Je n'ai pas à me prononcer sur les discussions politiques entre les assemblées, même si ces considérations ne me sont pas complètement étrangères. En revanche, je ne pense pas du tout qu'une telle démarche de modernisation de la gouvernance de nos finances publiques soit à contretemps. J'observe au contraire que plusieurs rapports - je pense à ceux de la Cour des comptes ou à celui de la commission présidée par votre ancien collègue Jean Arthuis - ont plaidé en faveur d'évolutions en ce sens.
La crise a constitué une forme de parenthèse. La situation des finances publiques est plus dégradée qu'auparavant, et durablement. Des enjeux comme la maîtrise de la dépense et de la dette sont devant nous pour longtemps. Dans ce contexte, nous avons besoin de solidifier la gouvernance des finances publiques. Cela ne concerne pas seulement le Haut Conseil, qui est à mes yeux un tiers de confiance pour le Parlement. Son objet n'est pas de se substituer aux expertises auxquelles vous pouvez avoir recours. Il s'agit d'une institution unique, car indépendante, pluraliste, assise sur un texte organique et inscrite dans un écosystème européen. Vous le savez, en sortie de crise, il va aussi y avoir un débat sur la réforme des règles européennes. Je suis très fier de présider le Haut Conseil et d'avoir oeuvré à sa création dans un contexte où ce n'était pas très porteur. Il est très regrettable que le mandat du Haut Conseil soit l'un des plus restreints au sein de l'OCDE. Nous devons aller plus loin.

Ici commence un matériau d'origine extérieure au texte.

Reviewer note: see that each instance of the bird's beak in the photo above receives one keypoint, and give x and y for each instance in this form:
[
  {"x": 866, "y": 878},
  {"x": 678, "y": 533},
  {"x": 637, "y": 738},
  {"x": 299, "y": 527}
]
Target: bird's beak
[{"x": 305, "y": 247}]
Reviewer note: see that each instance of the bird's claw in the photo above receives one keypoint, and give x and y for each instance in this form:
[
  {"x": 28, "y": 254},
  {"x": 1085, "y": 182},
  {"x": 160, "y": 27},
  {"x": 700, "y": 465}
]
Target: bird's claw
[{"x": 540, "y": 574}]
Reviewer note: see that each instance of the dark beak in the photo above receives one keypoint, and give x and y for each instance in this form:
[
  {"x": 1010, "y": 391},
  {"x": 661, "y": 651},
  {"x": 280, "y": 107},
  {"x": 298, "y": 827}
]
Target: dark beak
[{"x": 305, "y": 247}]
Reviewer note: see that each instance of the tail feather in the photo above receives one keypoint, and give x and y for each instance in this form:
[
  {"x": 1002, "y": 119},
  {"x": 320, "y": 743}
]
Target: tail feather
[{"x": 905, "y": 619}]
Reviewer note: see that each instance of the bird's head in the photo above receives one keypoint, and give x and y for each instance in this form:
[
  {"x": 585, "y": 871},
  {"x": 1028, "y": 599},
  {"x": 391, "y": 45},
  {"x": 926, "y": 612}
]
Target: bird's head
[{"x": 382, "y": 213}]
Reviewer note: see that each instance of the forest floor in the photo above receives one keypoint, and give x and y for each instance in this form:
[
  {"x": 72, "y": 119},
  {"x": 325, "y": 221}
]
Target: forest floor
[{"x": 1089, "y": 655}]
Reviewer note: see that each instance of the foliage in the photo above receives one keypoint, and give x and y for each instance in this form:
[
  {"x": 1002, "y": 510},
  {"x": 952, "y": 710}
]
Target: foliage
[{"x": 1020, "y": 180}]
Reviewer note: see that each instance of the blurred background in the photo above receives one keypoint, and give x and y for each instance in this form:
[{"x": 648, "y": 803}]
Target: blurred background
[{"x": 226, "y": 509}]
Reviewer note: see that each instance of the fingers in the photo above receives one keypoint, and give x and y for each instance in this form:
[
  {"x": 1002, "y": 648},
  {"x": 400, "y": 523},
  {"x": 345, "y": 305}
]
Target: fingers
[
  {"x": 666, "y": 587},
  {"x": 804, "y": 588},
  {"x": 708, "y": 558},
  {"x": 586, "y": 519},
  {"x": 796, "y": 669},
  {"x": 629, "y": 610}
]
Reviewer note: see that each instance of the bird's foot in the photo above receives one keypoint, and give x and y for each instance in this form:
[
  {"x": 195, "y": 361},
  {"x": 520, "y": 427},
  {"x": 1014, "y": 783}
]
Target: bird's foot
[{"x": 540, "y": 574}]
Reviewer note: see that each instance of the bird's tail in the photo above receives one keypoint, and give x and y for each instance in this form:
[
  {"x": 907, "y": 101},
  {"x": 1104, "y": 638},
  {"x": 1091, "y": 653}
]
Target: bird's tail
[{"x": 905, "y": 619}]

La proposition de loi organique nous en offre l'occasion. Je trouve dommage d'y apporter plusieurs restrictions, et notamment de remplacer le « réalisme » par la « cohérence », qui est une notion plus faible. Encore une fois, un système fermé peut être cohérent, mais, s'il est incomplet, il n'est pas réaliste. Nous en avons un exemple typique sous les yeux aujourd'hui. Il est aussi regrettable de ne pas avoir un débat sur la soutenabilité de la dette, qui sera une grande question politique et sociétale dans les années à venir.

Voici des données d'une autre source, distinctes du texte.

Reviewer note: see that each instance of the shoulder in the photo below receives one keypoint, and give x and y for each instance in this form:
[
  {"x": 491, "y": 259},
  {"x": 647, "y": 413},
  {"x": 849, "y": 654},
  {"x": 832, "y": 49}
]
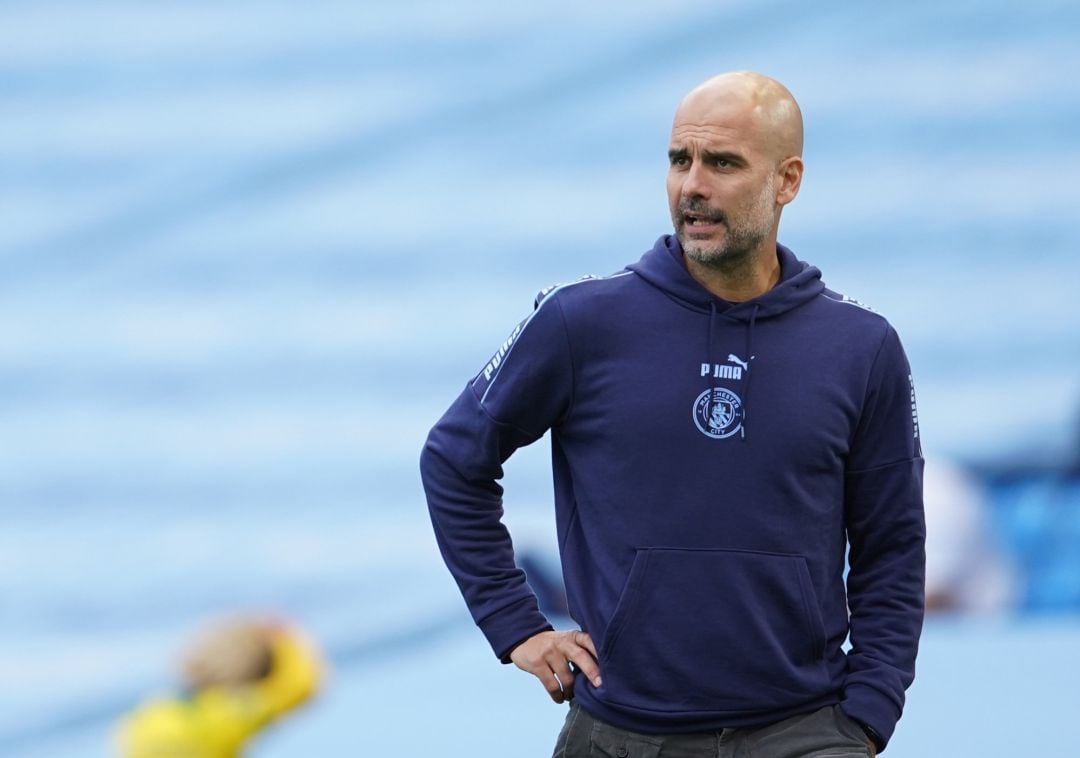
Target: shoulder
[
  {"x": 852, "y": 312},
  {"x": 583, "y": 288}
]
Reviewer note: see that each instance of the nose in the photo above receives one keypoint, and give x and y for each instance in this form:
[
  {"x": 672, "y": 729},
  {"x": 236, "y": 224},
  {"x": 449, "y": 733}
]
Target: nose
[{"x": 693, "y": 183}]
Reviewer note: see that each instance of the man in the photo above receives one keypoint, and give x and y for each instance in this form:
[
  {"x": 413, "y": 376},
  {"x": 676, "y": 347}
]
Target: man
[{"x": 703, "y": 551}]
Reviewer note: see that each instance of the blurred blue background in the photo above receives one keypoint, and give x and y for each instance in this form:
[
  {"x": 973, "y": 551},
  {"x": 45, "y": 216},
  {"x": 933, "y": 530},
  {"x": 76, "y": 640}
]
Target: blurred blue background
[{"x": 250, "y": 252}]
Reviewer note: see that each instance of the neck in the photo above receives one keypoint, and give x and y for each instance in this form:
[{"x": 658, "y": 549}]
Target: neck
[{"x": 745, "y": 281}]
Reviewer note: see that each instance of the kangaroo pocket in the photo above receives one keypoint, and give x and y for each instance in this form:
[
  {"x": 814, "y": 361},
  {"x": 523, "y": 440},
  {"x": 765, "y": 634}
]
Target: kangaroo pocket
[{"x": 714, "y": 631}]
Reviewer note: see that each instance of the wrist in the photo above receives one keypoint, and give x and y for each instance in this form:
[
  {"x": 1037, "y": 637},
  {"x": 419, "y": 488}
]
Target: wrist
[{"x": 872, "y": 734}]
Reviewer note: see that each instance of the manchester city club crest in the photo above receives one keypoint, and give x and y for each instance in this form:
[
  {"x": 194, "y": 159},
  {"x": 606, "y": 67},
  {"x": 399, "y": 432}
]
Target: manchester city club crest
[{"x": 718, "y": 413}]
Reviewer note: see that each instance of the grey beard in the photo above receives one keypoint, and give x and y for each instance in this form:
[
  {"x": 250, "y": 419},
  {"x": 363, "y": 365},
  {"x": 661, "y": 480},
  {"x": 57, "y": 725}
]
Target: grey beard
[{"x": 734, "y": 255}]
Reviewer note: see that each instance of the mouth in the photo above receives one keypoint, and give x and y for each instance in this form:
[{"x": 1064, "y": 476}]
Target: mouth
[{"x": 702, "y": 221}]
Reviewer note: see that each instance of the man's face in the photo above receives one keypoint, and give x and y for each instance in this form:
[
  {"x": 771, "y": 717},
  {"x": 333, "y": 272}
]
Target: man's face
[{"x": 720, "y": 184}]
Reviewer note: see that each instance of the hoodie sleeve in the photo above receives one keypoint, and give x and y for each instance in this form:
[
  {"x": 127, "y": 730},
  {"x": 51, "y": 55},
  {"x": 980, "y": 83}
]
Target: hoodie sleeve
[
  {"x": 887, "y": 533},
  {"x": 523, "y": 391}
]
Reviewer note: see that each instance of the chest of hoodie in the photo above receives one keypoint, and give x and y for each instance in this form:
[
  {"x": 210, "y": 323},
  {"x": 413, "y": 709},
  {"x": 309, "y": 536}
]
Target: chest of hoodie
[{"x": 686, "y": 429}]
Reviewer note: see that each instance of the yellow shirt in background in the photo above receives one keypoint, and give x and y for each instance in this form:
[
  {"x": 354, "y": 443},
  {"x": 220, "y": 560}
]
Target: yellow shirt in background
[{"x": 217, "y": 721}]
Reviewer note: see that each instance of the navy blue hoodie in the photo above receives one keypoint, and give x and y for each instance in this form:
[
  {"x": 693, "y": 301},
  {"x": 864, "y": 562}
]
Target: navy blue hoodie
[{"x": 712, "y": 462}]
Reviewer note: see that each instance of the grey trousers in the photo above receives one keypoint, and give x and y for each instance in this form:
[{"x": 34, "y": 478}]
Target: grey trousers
[{"x": 827, "y": 732}]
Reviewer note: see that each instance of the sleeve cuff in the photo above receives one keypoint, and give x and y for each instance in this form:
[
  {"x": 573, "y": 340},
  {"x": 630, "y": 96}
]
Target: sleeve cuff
[{"x": 875, "y": 712}]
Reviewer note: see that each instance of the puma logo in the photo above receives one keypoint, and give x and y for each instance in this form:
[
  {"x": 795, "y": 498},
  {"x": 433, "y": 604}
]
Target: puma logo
[{"x": 734, "y": 359}]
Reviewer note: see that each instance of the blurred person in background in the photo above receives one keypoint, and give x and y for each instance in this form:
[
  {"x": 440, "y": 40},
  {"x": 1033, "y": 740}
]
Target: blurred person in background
[
  {"x": 702, "y": 529},
  {"x": 239, "y": 676},
  {"x": 967, "y": 569}
]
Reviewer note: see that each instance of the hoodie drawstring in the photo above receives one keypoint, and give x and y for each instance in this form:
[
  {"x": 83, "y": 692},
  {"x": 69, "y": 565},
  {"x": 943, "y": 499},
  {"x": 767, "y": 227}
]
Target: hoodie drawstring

Je me réjouirais donc que le texte puisse être amélioré à l'occasion de son examen en séance publique par le Sénat. Vous et nous avons besoin d'un Haut Conseil plus fort, avec un mandat plus large qu'aujourd'hui. Passer à côté d'une telle occasion ne nous permettrait pas d'attaquer la sortie de crise dans de bonnes conditions.
Il ne m'appartient pas de me prononcer sur les positionnements des assemblées. Mais, au regard de l'expérience qui est la mienne, y compris au sein de l'Union européenne, je sais qu'il n'est pas satisfaisant d'avoir un Haut Conseil - certes, il effectue un travail remarquable - avec des moyens et un mandat plus limités qu'ailleurs.
Monsieur le rapporteur général, comme je l'ai indiqué, il y aura sans doute des surplus de recettes et, peut-être, de dépenses. Simplement, aucune fourchette ne nous a été communiquée. Je ne peux donc pas vous donner de chiffres ; je peux seulement décrire une mécanique de flux. J'espère pouvoir revenir devant vous pour me prononcer sur le chiffre de 4,8 % retenu, qui est non plausible. Aura-t-il ou non été modifié ? Cela dépendra des arbitrages finaux qui seront rendus. Le rôle d'un conseil comme le nôtre est de tamponner et d'attester les chiffres. C'est, me semble-t-il, très important, y compris dans les discussions que nous avons avec les autorités européennes. En effet, comme vous le savez, l'avant-projet de budget de la France est transmis à l'Union européenne. Le Haut Conseil n'est pas invisible dans l'affaire. À ce stade, nous ne pouvons pas aller plus loin dans l'appréciation.